Thursday, July 23, 2009
Suburbia.
The sadness of suburbia. The sadness of what is average. To believe that you were always meant for something better, that you were somehow unique, that you were special and now you look at what your life has become and all it is, is ordinary. To then have to admit that you have lied to yourself for so very long, long before your children, long before you bought the house that is now a prison, long before your marriage to the man who is now just a stranger in your bed. Every night you pray, not for health or material gain, but for quiet, for silence, for a moment of clarity, for a moment to breathe.
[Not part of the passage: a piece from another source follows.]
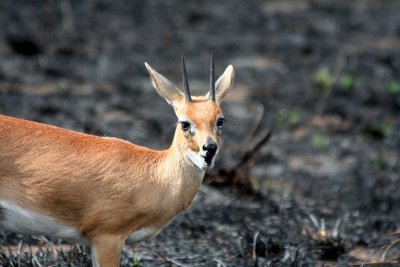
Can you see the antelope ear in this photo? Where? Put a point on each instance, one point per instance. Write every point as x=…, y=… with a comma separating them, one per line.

For everyday you hold your breath in hopes that your life will somehow become real, that your husband will come home and see that you are more than just a social construct, that you will somehow break free of suburbia, that tomorrow is your last PTA meeting, no more dinner parties, no more Sunday brunches, no more lies. But your lungs grow weak and your face red and reality comes roaring through and brings with it a hell that even the great Dante Alighieri would find distasteful. This hell is to be forever trapped, trapped in a loveless marriage, trapped within four walls, trapped in a role that dictates your life, and trapped in the idea that your children weren't born from love but out of some sort of social obligation. You've forgotten what it is to cry, for tears no longer form in eyes that are dry, hearts that are cold, and bodies that are beyond numb. But tonight you cried, tonight you cried.